"Outro dia fui a São Paulo e resolvi voltar à noite,
uma noite de vento sul e chuva,
Quando vinha para casa de táxi,
encontrei um amigo e o trouxe até Copacabana;
e contei a ele que lá em cima,
além das nuvens,
estava um luar lindo, de Lua cheia;
e que as nuvens feias que cobriam a cidade eram,
vistas de cima,
enluaradas, colchões de sonho, alvas,
uma paisagem irreal.
Depois que o meu amigo desceu do carro,
o chofer aproveitou um sinal fechado para voltar-se para mim:
- O senhor vai desculpar, eu estava aqui a ouvir sua conversa.

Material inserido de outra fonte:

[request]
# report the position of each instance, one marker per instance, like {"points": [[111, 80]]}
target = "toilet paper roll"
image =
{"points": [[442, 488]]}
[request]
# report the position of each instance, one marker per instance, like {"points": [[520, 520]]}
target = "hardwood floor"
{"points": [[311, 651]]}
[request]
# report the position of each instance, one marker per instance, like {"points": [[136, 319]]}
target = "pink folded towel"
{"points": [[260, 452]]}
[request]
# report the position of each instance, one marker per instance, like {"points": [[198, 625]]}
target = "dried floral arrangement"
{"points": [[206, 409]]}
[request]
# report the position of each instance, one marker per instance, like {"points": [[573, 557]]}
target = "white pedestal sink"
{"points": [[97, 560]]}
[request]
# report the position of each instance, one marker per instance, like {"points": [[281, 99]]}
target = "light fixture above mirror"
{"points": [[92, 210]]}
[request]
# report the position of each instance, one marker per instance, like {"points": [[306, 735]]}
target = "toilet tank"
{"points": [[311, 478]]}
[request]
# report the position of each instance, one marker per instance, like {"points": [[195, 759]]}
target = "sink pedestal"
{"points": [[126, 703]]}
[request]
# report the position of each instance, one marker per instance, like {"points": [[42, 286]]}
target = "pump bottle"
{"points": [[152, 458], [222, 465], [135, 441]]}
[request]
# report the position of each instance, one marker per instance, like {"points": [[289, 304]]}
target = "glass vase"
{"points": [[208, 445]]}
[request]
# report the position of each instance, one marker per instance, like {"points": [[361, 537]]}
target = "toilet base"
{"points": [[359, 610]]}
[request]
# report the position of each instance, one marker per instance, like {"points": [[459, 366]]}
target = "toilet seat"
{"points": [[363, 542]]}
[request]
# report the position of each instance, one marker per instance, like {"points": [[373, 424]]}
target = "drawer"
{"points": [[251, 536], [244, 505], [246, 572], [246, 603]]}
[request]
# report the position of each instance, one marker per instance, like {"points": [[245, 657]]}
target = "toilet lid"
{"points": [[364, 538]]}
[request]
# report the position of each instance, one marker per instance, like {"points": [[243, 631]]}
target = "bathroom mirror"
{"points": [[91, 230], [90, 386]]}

Mas, tem mesmo luar lá em cima?
Confirmei:
sim, acima da nossa noite preta e enlamaçada e torpe havia uma outra,
pura, perfeita e linda.
- Mas, que coisa...
Ele chegou a por a cabeça fora do carro para olhar o céu fechado de chuva.
Depois continuou guiando mais lentamente.
Não sei se sonhava em ser aviador ou pensava em outra coisa.
- Ora, sim senhor...
E, quando saltei e paguei a corrida,
ele me disse um "boa noite" e um "muito obrigada ao senhor" tão sinceros,
tão veementes,
como se eu lhe tivesse feito um presente de rei." *
Rubem Braga
(1913-1990)
escritor e jornalista brasileiro
*do livro: Para gostar de ler.
Volume 2 - Crônicas, São Paulo: Ática, 1994, p.75.